Schließlich fehlt es zum Schuldspruch B/V an der Konstatierung, dass der Vorsatz des Angeklagten auch auf die Verwendung einer falschen Urkunde gerichtet war (vgl US 11), weshalb die Subsumtion (auch) nach § 147 Abs 1 Z 1 erster Fall StGB einer entsprechenden tatsächlichen Basis entbehrt. Von der Generalprokuratur dazu angestellten Überlegungen zu allenfalls (im Sinn des § 290 StPO) fehlendem Nachteil dieses Subsumtionsfehlers (vgl Ratz, WK‑StPO § 290 Rz 22 ff) und zur Möglichkeit eines Unterbleibens amtswegiger Wahrnehmung aus prozessökonomischen Gründen vermag sich der Oberste Gerichtshof im Hinblick auf den ohnehin nicht zu vermeidenden zweiten Rechtsgang nicht anzuschließen. Die mit einem derartigen Hinweis auf einen Subsumtionsfehler verbundene Konsequenz, dass bei der Straffestsetzung von einem Schuldspruch ohne die genannte (formal nicht aufgehobene) Qualifikation auszugehen wäre (vgl RIS‑Justiz RS0118870), würde dem Erstgericht zudem die Möglichkeit nehmen, im zweiten Rechtsgang eine der (allenfalls festzustellenden) wahren Sachlage entsprechende Subsumtion (rechtsfehlerfrei) nachzuholen.
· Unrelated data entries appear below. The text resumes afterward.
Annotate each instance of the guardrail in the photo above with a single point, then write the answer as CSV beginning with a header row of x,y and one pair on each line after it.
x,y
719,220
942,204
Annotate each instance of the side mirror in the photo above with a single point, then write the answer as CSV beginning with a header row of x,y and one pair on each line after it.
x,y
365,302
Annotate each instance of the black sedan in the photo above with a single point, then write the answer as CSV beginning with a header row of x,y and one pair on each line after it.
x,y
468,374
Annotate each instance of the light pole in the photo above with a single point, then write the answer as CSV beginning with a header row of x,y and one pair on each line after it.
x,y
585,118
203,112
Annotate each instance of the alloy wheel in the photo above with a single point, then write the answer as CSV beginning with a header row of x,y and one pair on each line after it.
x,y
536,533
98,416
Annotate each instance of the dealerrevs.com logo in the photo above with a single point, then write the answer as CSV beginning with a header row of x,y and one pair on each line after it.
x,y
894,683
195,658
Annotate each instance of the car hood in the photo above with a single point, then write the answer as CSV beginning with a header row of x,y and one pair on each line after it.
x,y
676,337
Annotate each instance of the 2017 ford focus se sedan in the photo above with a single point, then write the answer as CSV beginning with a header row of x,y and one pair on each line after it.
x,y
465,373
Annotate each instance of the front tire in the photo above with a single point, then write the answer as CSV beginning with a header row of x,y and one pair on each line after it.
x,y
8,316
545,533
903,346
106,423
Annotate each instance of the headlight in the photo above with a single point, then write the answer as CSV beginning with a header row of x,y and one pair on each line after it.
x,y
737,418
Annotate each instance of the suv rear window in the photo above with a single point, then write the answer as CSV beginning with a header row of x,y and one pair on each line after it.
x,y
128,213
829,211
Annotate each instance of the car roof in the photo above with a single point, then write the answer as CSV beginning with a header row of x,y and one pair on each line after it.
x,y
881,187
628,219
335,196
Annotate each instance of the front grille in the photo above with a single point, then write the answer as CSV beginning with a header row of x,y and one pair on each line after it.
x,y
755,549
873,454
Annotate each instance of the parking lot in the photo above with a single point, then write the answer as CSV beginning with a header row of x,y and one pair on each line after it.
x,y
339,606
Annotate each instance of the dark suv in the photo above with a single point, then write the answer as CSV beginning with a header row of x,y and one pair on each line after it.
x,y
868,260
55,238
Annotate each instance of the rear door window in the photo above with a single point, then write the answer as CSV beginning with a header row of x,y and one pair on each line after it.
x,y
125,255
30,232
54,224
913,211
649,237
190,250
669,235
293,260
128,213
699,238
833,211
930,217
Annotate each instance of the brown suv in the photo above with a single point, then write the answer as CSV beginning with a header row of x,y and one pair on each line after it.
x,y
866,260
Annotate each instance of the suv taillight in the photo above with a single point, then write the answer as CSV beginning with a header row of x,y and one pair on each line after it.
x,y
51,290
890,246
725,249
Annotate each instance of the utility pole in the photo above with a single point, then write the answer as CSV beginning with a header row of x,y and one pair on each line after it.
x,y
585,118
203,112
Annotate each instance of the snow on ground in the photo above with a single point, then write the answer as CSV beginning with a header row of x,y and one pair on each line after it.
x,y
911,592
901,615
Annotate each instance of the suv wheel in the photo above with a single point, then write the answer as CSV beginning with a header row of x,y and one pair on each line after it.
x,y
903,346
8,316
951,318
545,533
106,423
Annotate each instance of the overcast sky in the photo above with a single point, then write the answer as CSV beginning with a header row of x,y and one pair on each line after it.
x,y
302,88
Diese Rechtsfehler mangels Feststellungen (Z 9 lit a zu A/I, ansonsten Z 10) erfordern die Aufhebung des Schuldspruchs A/I zur Gänze sowie der Deliktsqualifikationen nach § 241e Abs 2 erster Fall StGB zu B/III und nach § 147 Abs 1 Z 1 erster Fall StGB zu B/V.
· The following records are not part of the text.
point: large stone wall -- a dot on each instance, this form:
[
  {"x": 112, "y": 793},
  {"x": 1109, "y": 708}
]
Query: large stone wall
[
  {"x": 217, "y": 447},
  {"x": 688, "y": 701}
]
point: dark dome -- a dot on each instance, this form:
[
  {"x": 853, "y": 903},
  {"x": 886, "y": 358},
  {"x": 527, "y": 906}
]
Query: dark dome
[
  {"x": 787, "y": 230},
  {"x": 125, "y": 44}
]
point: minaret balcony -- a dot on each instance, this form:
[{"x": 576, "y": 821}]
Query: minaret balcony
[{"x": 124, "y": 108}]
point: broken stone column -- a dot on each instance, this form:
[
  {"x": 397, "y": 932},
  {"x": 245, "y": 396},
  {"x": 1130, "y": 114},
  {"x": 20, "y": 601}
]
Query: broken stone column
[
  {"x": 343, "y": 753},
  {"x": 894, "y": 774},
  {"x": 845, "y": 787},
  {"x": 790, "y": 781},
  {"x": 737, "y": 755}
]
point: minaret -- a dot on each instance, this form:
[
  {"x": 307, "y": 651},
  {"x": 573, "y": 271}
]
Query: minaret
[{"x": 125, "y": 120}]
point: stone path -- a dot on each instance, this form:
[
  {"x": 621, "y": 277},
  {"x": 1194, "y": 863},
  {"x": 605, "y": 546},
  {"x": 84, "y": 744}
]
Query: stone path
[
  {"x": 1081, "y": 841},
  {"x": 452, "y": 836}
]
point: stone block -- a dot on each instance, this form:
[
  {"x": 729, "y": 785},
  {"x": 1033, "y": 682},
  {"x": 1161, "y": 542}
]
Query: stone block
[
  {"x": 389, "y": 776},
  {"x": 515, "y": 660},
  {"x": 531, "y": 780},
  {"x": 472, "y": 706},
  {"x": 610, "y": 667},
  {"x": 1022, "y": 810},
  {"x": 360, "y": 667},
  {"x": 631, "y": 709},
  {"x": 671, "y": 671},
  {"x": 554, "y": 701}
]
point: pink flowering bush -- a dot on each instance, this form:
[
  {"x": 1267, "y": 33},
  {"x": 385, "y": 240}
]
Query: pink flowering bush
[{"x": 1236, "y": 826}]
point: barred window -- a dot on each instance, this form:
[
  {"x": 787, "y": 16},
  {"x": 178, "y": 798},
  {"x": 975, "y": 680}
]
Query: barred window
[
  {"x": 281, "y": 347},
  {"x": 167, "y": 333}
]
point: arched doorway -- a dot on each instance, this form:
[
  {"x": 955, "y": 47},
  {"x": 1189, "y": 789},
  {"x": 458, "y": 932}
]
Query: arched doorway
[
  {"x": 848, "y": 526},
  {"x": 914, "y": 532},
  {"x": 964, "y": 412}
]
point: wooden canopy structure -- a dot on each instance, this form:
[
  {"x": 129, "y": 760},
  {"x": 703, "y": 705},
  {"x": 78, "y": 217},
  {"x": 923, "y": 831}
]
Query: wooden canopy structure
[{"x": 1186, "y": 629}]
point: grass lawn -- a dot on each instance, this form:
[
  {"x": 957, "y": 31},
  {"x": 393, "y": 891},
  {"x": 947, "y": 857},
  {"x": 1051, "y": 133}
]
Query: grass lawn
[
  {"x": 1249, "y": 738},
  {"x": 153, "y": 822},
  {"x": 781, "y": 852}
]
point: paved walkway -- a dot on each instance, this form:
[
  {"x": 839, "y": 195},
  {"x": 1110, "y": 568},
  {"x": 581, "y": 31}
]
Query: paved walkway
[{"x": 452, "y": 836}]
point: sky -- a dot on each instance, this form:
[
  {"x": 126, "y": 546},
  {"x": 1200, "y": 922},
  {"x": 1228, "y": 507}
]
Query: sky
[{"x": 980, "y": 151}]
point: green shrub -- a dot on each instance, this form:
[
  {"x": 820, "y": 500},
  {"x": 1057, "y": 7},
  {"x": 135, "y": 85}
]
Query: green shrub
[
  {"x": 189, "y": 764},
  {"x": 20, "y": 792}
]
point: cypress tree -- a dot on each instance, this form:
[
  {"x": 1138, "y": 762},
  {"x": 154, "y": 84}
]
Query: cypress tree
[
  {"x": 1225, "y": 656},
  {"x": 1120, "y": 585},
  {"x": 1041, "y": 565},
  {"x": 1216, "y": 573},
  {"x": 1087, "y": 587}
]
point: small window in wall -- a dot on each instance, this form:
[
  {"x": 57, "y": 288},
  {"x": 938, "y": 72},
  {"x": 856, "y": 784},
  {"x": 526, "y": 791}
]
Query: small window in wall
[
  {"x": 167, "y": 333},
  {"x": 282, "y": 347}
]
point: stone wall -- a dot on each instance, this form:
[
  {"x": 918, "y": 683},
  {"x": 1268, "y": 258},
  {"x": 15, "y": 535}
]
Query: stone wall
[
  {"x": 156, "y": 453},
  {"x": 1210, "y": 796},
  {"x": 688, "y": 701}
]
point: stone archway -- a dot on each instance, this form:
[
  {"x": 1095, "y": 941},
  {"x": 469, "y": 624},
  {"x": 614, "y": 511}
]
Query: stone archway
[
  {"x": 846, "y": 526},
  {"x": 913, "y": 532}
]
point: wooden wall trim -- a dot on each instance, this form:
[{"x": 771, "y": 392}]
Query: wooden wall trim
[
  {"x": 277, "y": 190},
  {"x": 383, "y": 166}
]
Die Kostenersatzpflicht beruht auf § 390a Abs 1 StPO; sie erstreckt sich nicht auf das amtswegige Vorgehen (Lendl, WK-StPO § 390a Rz 12).
Bleibt anzumerken, dass die Entscheidungsgründe ‑ unter verdeutlichender Heranziehung (vgl erneut RIS‑Justiz RS0114639) des Referats der entscheidenden Tatsachen im Urteilstenor (§ 260 Abs 1 Z 1 StPO) ‑ in ihrer Gesamtheit eine (noch) ausreichende Sachverhaltsgrundlage für die Schuldsprüche B/IV/2/a und b enthalten. So haben die Tatrichter die von Midhat V***** als unmittelbarem Täter geplanten Diebstähle durch Einbruch im Rahmen der Beweiswürdigung (US 13 f) mit Hinweis auf die für glaubwürdig befundene Verantwortung des Angeklagten vor der Kriminalpolizei (ON 31 S 3 ff) nach Tatzeit und Tatort spezifiziert und die tatsächliche Begehung (Vollendung) der Taten durch Ausführungen zur jeweils aus einem „Einbruch“ erzielten Beute zum Ausdruck gebracht (zum Ganzen vgl Ratz, WK-StPO § 281 Rz 19, 571 und 580). Da das Urteil auch unmissverständliche Feststellungen zu den Beitragshandlungen des Angeklagten enthält (US 10), erübrigt sich eine ‑ von der Generalprokuratur angeregte ‑ amtswegige Aufhebung dieser Schuldsprüche.